Proof Request Workflow

Verifier (User)

  1. The verifier prepares a proof by requesting a query to the atomic circuit. Request:
{
  "circuit_id": "attrQuery",
  "type": "zkp",
  "rules": {
    "query": [
      {
        "allowedIssuers": [
          "115zTGHKvFeFLPu3vF9Wx2gBqnxGnzvTpmkHPM2LCe"
        ],
        "schema": [
          {
            "url": "https://raw.githubusercontent.com/iden3/claim-schema-vocab/main/schemas/json-ld/kyc-v2.json-ld",
            "type": "KYCAgeCredential"
          }
        ],
        "challenge": 12345678,
        "req": {
          "birthdate": {
            "$lt": 20000101
          }
        }
      }
    ]
  }
}
  1. The user parses a proof request and performs the necessary checks:
  2. The circuit is known.
  3. The schema is known.
  4. Claims by the specified issuer persist in the wallet.
  5. Get the issuer public state for key non-revocation proof.
  6. Prepare inputs for the circuit:
    1. Prepare ownership / claim / issuer / query inputs.
    2. Use schema to resolve field position in the claim.
  7. Generate ZK proof.
  8. Create proof-sharing response protocol message and send it to the verifier.

Flow Diagram:

verifier-user-query.png

Next Steps

  1. Make it possible to query multiple fields from the same schema, still, it is limited to four available slots, two indexes, and two values.

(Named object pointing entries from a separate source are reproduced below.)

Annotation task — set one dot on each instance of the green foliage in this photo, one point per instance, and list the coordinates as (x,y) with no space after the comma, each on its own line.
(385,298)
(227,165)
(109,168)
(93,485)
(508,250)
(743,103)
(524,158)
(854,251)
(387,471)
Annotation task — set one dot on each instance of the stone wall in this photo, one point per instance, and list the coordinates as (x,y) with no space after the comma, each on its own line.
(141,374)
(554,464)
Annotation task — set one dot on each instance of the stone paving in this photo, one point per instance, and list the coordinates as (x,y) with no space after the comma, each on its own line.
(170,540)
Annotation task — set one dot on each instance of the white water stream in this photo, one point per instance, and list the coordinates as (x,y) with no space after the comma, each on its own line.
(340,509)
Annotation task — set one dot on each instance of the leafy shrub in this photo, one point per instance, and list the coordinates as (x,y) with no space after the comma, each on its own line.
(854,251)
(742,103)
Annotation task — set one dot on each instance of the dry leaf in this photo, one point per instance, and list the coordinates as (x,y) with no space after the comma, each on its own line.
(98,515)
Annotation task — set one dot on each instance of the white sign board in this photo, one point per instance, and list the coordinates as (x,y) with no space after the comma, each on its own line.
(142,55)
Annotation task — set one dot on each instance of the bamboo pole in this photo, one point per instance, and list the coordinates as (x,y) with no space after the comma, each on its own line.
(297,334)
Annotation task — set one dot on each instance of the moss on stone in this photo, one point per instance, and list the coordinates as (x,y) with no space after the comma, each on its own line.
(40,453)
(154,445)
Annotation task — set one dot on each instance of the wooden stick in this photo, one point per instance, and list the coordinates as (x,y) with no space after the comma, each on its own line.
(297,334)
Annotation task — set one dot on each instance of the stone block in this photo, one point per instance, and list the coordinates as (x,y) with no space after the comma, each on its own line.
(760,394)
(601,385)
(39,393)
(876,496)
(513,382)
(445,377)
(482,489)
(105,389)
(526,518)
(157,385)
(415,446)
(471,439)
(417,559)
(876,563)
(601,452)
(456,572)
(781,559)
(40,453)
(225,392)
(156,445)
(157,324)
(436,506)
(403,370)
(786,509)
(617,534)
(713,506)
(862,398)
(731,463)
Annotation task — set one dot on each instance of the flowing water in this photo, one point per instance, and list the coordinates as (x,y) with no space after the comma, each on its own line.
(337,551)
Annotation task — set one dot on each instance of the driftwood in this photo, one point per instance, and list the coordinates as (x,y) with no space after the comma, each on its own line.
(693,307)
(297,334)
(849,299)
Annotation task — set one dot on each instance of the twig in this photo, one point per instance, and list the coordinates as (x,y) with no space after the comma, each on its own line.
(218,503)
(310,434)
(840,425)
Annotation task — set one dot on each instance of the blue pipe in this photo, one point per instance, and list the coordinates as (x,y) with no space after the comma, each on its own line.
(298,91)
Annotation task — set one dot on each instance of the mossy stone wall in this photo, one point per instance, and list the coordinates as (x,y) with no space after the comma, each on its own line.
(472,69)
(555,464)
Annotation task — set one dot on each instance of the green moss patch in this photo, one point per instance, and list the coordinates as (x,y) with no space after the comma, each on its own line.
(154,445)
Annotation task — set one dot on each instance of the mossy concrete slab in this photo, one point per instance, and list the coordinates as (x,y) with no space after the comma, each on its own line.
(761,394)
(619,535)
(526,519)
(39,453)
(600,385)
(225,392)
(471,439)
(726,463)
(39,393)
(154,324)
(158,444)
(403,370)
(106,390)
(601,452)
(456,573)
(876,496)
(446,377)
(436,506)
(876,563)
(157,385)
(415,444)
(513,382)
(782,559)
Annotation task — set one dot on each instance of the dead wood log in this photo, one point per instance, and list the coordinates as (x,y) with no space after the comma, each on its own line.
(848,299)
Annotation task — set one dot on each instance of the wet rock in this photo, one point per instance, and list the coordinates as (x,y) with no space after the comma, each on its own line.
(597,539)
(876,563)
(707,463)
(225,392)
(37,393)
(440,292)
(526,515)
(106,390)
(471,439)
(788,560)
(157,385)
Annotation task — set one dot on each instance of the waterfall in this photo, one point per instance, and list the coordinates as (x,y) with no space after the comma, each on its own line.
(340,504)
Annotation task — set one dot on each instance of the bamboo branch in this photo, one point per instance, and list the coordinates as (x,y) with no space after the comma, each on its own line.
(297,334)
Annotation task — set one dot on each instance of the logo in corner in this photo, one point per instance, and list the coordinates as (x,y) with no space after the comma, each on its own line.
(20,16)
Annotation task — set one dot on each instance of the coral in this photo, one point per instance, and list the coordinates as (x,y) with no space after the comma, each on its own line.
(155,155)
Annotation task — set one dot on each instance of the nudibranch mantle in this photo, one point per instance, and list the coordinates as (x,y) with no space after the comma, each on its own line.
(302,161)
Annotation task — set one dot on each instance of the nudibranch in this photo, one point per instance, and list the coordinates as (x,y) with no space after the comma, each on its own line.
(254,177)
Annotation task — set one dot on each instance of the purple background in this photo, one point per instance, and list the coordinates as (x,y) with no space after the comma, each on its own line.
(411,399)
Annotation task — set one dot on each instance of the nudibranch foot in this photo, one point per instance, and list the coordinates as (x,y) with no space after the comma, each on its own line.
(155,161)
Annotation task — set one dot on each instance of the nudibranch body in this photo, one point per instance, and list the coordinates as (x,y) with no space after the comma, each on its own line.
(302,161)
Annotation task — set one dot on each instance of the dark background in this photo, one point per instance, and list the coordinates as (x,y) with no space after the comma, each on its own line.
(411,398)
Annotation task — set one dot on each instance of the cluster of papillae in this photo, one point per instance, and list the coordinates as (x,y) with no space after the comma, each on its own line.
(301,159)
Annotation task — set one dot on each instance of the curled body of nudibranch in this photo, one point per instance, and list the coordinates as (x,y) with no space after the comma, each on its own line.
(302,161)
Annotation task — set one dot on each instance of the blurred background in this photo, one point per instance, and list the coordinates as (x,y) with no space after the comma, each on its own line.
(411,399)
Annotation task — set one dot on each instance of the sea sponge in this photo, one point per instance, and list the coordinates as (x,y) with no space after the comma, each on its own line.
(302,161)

With this combination, we can cover the more advanced use cases.
  2. Support more query operations.
  3. Fields combinations.
  4. Claim combinations.
  5. Represent JSON-LD document as a tree and store root as a claim. Extend verifications to this new schema. Do an atomic query verification.
  6. Extended query schema with multifield verifications from JSON-LD.